Because it found the district court had “ignored our precedent, persistently cut off or excluded relevant testimony, and repeatedly instructed the jury incorrectly,” the Ninth Circuit took the unusual position of requiring that the case be reassigned to a different judge on remand.

The case cite is Neurovision Med. Products Inc. v. NuVasive, Inc., No. 11-55120, 2012 WL 3900682 (9th Cir. Sept. 10, 2012).

"You Misappropriated My Criminal Persona!" Claim Upheld as Not Actionable

Here’s a new one.

My name is my trademark. You infringed it, because I’m an ex-drug dealing rapper. You? You’re no criminal. You even went to college! By adopting my name as your rap persona, you deceive the public into believing that you’re a criminal when you’re not.
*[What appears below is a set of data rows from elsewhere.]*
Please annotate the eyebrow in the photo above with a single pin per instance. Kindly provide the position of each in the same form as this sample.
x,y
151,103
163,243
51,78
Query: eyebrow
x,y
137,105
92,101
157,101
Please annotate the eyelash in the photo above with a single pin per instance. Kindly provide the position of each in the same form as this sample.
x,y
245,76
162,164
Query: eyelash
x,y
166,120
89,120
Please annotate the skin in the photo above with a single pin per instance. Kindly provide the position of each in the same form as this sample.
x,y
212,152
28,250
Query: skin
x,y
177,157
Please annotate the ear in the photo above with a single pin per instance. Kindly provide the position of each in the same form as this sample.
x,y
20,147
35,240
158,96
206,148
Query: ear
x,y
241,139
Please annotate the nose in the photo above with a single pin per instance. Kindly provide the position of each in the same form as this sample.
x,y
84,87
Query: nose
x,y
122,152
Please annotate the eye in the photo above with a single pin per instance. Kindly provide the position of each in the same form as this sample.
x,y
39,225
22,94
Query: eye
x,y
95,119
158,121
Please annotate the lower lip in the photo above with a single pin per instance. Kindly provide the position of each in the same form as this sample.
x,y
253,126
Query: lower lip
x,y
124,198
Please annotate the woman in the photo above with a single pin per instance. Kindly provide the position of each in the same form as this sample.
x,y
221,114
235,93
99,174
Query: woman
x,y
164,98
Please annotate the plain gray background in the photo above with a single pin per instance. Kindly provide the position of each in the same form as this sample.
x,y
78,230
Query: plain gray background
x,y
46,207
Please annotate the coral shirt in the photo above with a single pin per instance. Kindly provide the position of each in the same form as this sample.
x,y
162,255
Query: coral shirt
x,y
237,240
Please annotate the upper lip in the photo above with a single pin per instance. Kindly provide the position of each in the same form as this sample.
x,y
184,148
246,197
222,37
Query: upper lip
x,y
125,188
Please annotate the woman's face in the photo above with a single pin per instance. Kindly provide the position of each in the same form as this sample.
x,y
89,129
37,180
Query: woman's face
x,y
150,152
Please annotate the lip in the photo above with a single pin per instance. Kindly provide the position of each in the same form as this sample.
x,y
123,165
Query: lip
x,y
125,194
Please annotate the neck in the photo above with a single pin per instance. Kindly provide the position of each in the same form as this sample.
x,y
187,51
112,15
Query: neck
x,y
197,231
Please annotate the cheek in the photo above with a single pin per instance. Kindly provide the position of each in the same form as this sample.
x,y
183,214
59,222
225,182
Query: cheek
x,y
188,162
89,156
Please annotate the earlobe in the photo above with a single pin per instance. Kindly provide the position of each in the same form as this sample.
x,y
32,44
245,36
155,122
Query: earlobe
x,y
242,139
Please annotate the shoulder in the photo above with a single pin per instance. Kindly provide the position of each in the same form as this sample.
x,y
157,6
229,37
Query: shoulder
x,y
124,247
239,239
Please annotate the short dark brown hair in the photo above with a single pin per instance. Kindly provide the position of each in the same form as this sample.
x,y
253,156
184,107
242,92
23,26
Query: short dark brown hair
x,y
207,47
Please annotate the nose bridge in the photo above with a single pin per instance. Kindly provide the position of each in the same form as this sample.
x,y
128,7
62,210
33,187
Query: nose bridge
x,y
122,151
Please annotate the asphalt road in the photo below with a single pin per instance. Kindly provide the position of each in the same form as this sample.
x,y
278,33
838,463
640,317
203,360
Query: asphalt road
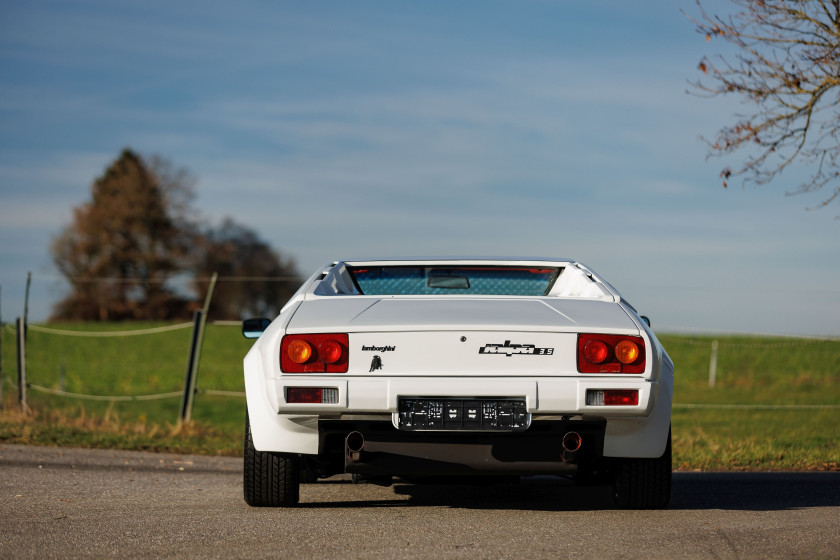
x,y
72,503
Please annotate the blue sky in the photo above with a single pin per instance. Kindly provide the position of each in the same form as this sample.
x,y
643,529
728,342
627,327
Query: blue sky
x,y
382,128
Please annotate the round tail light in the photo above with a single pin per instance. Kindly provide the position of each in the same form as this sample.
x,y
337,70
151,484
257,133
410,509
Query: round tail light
x,y
299,351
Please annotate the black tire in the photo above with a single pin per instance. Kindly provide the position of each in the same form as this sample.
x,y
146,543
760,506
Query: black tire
x,y
643,483
269,479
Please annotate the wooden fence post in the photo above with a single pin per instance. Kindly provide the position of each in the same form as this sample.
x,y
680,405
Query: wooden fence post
x,y
713,364
21,351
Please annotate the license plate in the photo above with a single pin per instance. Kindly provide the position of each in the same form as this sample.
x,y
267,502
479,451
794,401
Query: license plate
x,y
505,415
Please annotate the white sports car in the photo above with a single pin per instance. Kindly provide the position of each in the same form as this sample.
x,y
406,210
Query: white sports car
x,y
457,368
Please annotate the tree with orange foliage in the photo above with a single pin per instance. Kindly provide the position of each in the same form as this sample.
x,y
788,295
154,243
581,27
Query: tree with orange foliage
x,y
787,68
123,246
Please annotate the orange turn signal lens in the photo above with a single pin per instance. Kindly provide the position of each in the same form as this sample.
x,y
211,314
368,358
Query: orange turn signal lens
x,y
626,352
299,351
596,351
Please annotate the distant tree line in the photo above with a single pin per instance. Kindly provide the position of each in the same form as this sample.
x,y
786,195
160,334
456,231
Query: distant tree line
x,y
124,249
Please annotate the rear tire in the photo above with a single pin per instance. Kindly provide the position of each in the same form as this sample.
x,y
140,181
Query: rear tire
x,y
269,479
643,483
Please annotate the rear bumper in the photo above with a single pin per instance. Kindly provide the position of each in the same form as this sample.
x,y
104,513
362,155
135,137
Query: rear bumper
x,y
629,431
381,450
542,395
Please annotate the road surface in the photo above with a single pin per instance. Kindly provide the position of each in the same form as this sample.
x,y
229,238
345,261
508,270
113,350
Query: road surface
x,y
75,503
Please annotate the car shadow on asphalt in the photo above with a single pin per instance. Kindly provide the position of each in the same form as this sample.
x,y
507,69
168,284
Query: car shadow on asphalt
x,y
690,491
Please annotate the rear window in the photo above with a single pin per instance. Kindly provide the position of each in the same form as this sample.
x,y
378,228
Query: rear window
x,y
453,280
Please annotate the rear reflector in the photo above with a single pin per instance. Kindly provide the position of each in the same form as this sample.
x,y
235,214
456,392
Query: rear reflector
x,y
312,395
612,397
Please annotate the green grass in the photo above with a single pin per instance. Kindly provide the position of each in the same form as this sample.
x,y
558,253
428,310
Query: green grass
x,y
750,371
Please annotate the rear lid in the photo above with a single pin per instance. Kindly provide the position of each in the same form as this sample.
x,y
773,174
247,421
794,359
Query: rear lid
x,y
455,336
363,314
That’s infringement!

From plaintiff Ricky D. Ross’ complaint: “Plaintiff’s common law, federal trademark and ‘Rick Ross’ trade name, was infringed upon and violated by Defendant William Leonard Roberts II, who trades as, did business as and performed as the ex-drug dealing rapper named Rick Ross, fraudulently with intent to knowingly deceive the public about his true non-drug correctional and law enforcement background, and Defendants joined the scheme by bankrolling him using Roberts’ false Rick Ross name and image in commerce, which was well known in criminal, drug and law enforcement circles that Defendant Roberts either knew of, worked in, or could have learned about while in college, in the rap music culture that emulates and idolizes urban criminals and dealers, in the Black community, or from his correctional officer employment in 1996, or any time thereafter when Plaintiff was in prison, but his name was in the news.”

The Central District of California granted defendants’ motion to dismiss.
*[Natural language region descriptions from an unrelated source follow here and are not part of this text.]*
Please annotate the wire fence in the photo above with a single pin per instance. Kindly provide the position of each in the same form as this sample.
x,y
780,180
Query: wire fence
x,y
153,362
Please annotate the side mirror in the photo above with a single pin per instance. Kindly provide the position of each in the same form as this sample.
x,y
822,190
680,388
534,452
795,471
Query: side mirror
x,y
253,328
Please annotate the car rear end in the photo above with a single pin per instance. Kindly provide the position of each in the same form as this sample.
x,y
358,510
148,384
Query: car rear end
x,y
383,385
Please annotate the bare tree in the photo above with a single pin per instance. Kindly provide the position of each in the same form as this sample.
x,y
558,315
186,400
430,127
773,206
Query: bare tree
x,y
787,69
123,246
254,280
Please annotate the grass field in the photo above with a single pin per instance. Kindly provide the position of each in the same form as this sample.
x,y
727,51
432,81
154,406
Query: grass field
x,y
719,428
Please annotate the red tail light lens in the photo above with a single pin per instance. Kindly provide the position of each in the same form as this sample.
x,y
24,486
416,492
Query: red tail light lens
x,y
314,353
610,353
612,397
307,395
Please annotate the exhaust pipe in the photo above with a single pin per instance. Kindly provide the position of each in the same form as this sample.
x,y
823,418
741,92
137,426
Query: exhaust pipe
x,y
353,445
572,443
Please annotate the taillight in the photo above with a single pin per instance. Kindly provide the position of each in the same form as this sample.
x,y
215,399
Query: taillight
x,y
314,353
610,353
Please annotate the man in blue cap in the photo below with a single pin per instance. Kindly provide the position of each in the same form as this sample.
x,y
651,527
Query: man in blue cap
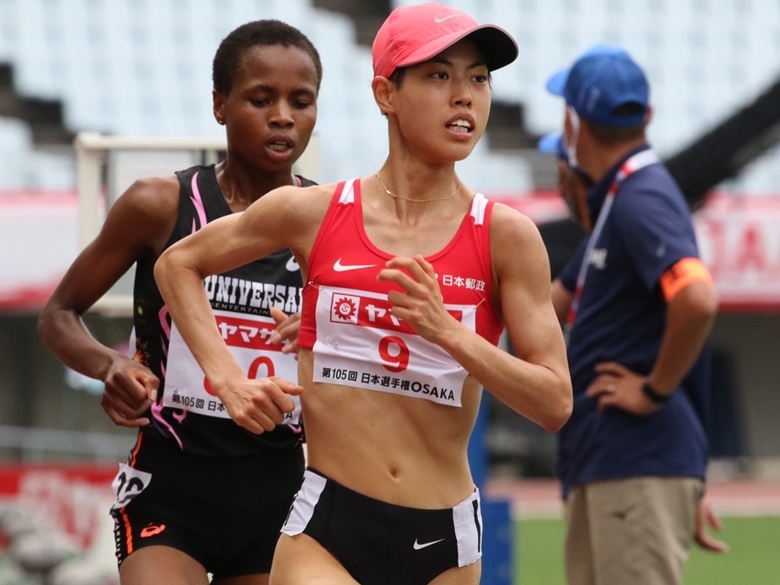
x,y
638,305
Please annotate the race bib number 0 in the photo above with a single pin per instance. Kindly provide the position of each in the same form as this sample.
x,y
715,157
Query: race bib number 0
x,y
247,338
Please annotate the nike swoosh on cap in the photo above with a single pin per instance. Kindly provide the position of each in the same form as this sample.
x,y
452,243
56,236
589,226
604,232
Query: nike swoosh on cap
x,y
419,546
339,267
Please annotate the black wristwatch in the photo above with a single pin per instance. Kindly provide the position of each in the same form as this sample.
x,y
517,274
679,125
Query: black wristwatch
x,y
653,394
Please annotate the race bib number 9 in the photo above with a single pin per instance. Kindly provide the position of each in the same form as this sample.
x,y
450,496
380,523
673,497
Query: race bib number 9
x,y
247,338
361,343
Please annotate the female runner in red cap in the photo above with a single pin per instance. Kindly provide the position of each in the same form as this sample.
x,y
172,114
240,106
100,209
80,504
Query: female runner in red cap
x,y
410,278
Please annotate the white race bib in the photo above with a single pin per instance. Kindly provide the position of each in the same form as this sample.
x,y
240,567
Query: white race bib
x,y
247,338
361,344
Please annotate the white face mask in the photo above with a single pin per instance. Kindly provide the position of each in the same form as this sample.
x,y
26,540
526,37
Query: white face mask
x,y
571,145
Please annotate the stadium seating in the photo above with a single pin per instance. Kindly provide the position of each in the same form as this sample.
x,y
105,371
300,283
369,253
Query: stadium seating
x,y
142,68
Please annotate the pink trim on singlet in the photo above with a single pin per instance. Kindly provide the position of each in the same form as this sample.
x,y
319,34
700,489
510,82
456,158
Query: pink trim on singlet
x,y
197,201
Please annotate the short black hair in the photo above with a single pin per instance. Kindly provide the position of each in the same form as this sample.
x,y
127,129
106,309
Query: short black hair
x,y
258,33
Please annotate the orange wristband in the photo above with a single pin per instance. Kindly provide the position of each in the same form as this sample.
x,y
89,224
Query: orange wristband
x,y
681,274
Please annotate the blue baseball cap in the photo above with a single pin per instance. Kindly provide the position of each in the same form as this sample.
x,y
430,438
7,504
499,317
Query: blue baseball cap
x,y
600,81
553,143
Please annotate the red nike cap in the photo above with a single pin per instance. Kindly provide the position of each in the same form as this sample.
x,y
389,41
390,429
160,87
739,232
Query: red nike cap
x,y
416,33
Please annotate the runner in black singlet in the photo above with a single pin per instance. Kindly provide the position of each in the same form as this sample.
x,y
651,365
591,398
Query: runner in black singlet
x,y
410,278
200,494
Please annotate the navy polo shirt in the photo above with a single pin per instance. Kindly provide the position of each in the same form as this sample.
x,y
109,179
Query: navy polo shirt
x,y
621,317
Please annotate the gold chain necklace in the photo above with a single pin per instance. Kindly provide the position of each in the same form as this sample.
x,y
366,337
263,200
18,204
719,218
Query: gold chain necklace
x,y
394,196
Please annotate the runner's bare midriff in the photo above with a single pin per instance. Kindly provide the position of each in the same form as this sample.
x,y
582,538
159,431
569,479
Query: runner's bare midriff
x,y
401,450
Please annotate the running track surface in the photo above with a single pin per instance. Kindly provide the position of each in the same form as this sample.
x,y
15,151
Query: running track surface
x,y
541,497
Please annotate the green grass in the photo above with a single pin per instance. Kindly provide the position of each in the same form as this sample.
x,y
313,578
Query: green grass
x,y
754,558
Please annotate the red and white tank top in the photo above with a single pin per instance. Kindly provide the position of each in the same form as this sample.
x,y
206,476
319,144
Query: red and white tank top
x,y
346,318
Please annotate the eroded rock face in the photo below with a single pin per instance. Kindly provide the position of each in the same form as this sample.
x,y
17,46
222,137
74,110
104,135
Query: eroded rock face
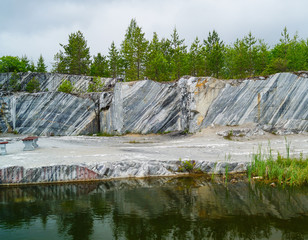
x,y
108,170
279,102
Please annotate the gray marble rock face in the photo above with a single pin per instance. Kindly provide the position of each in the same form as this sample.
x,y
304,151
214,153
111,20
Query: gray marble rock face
x,y
281,101
50,113
278,103
108,170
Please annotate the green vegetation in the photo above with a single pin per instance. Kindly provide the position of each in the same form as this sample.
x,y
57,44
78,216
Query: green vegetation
x,y
104,134
76,56
33,85
170,58
14,83
96,85
41,67
66,86
229,136
188,166
282,170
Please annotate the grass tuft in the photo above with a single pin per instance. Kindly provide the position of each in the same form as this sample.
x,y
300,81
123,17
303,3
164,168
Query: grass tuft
x,y
283,170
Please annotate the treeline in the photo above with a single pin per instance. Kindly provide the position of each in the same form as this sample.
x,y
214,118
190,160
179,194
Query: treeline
x,y
169,59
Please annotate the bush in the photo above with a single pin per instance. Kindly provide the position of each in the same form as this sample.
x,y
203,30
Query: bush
x,y
66,86
14,84
33,85
96,85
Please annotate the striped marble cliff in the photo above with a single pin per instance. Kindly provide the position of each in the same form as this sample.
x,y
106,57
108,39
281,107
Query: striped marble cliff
x,y
190,104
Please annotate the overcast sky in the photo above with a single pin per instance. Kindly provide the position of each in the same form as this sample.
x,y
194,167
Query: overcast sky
x,y
34,27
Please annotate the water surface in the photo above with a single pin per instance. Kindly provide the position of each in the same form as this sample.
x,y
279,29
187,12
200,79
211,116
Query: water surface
x,y
161,208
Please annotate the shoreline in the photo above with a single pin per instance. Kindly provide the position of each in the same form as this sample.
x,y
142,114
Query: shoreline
x,y
83,158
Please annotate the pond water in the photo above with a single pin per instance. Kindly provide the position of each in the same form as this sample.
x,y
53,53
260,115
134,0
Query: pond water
x,y
160,208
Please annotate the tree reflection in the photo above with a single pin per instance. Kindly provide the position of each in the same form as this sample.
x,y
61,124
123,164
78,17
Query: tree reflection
x,y
189,209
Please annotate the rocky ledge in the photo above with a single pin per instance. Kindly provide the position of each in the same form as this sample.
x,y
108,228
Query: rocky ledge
x,y
278,104
108,170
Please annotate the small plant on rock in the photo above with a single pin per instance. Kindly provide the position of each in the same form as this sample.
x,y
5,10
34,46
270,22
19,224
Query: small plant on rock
x,y
33,85
229,135
66,86
188,166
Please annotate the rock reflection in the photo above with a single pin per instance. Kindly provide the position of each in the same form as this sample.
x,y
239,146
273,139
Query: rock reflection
x,y
165,208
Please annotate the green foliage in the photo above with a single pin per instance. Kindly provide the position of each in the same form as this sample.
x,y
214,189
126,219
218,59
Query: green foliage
x,y
188,166
96,85
196,59
41,67
115,61
283,170
66,86
133,50
104,134
178,55
229,135
156,63
76,56
33,85
214,52
99,66
15,64
14,83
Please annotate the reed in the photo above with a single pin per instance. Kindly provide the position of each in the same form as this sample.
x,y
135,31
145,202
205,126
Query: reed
x,y
283,170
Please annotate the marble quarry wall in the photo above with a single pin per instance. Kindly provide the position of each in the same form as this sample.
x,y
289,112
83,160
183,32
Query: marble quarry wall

Here’s the Ninth Circuit’s July 11 holding: “Ricky D. Ross appeals pro se from the district court’s order dismissing with prejudice his federal trademark causes of action under the Lanham Act for failure to state a claim, and declining to exercise supplemental jurisdiction over Ross’s various state law claims. We have jurisdiction under 28 U.S.C. § 1291. We review de novo, and we affirm. The district court properly dismissed Ross’s trademark claims because Ross failed to state viable grounds for relief. Further, the district court properly decided the motion to dismiss without oral argument. Ross’s remaining contentions are unpersuasive.”

Ross v. Roberts, No. 10-56874, 2012 WL 2832477 (9th Cir. July 11, 2012).